Tax Lien Removal - A Tricky Situation

Try and not pay your income tax or property tax for delayed periods to the IRS and face repercussions from them in the form of tax liens. Tax lien removal under these circumstances will also be quite difficult for you as you will be already short of greenbacks.

What the IRS does in these tax recovery delay situations is to obtain a court decree for an irrevocable security interest in your own property till such time that you are not able to repay the tax owed to them in full.

A tax lien is enforceable as per law in the US for a period of ten years in the case of tax liens imposed by the IRS on or after 01st November 1990 and six years for those imposed by them before that.

You are then in trouble. Not only is there the danger of your credit rating immediately going down below the minimum required to obtain a loan from any agency to tide over the situation, you cannot even mortgage your personal property to a loan provider in an effort to get a loan from them. This is simply due to the IRS mortgage (tax lien) on your property.

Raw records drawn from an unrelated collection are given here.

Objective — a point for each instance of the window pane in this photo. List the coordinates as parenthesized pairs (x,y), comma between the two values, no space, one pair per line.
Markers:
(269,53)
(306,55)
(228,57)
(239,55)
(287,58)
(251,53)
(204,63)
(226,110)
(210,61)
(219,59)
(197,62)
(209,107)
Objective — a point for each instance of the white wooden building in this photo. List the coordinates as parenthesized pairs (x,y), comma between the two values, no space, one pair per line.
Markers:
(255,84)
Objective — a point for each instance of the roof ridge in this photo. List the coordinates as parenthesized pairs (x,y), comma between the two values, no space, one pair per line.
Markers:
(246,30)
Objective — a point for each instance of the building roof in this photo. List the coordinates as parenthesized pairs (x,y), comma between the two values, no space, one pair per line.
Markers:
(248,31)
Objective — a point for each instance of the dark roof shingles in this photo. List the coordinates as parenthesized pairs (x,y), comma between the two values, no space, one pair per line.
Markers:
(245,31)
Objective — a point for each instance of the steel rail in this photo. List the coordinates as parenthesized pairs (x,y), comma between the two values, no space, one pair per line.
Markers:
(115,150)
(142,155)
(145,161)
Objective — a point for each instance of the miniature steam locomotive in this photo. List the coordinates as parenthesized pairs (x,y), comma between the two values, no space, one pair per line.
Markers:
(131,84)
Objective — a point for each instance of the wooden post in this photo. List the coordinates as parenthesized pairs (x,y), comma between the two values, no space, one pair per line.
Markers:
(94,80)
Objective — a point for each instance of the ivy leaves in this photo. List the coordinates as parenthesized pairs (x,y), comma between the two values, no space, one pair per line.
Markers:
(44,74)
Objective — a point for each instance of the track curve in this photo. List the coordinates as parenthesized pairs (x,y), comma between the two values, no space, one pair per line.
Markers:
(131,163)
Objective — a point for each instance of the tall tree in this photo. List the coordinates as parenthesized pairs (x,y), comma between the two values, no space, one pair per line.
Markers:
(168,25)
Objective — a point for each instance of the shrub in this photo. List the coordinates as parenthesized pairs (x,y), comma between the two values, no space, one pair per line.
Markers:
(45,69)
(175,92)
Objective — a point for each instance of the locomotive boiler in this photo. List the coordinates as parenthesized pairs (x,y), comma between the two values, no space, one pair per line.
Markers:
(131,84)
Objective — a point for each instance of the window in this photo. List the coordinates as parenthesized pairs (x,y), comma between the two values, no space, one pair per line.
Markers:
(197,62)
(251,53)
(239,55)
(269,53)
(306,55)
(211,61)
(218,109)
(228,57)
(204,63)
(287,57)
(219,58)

So, since you are already cash strapped and you cannot obtain a loan anywhere else, how will you succeed in getting the tax lien imposed by the IRS removed from your property?

One method to remove tax lien is to try and wait out the requisite period of time (ten years for tax liens imposed by the IRS after 1st November 1990 and six years before that) and hope that the IRS will have forgotten all about your case.

The IRS may do one of two things.

One is that they may really forget about your case during the enforcement period of the tax lien and due to this they may forget to extend the tax lien within the set deadline.

In that case as per law, the tax lien earlier imposed on you will become automatically null and void. It will be as if you will get the tax lien release by default on the part of the IRS. You will then be free from the IRS mortgage on your property and will be able to sell it or otherwise dispose it off.

On the other hand, the IRS may not forget about your case and if your tax backlog is really huge, they may decide to extend the tax lien after all for a further period as per law, within the set deadline. In that case, it will be really curtains for you. All you can do in this situation is to try to sell off some other property which you may have and about which the IRS may not know about and pay off the tax backlog.

Generally, the IRS takes a compromise route to tax lien removal by giving you an Offer of Compromise You then pay lesser taxes to the exchequer than are owed.